Besides the two protagonists, what can the rest of us do? I have been speaking about the voice of moderation since 2019. This voice represents the concerned countries, leaders, institutions, media, businesses, think-tanks and people who want to avert a catastrophic clash between the U.S. and China. It advocates strategic rationality, peace, growth and prosperity within an interdependent, open, inclusive, rules-based multilateral order. The moderate voice must urge the U.S. and China to play a “positive-sum game,” not a zero-sum game, and certainly not a negative-sum game. All countries in the world want a positive and constructive relationship with both the U.S. and China. 

Peace through acceptance of differences is a practical way forward. ASEAN is a prime example of how countries with very different geographies, histories, languages and political systems can come together to share a common vision of a peaceful and prosperous Southeast Asia. 

ASEAN can be a substantive voice of moderation. We have consistently encouraged both the U.S. and China to remain productively engaged in the region across different sectors. Both countries are dialogue partners of ASEAN, and we hope to continue engaging both China and the U.S. at ASEAN meetings at the highest level.  
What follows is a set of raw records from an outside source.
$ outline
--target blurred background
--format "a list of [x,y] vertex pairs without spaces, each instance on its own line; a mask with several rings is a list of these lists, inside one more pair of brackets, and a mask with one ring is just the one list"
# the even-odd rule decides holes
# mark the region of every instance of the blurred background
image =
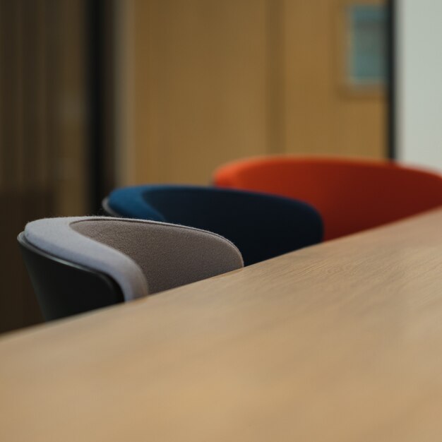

Your forum, too, is a meaningful voice of moderation. I hope that when CUSEF and CCIEE convene the next forum, both major powers will have made good headway in managing their strategic distrust. Doing so will require wisdom and statecraft of the highest order. I believe both presidents Biden and Xi possess these qualities. I pray that they will be able to build up strategic trust between their countries and peoples.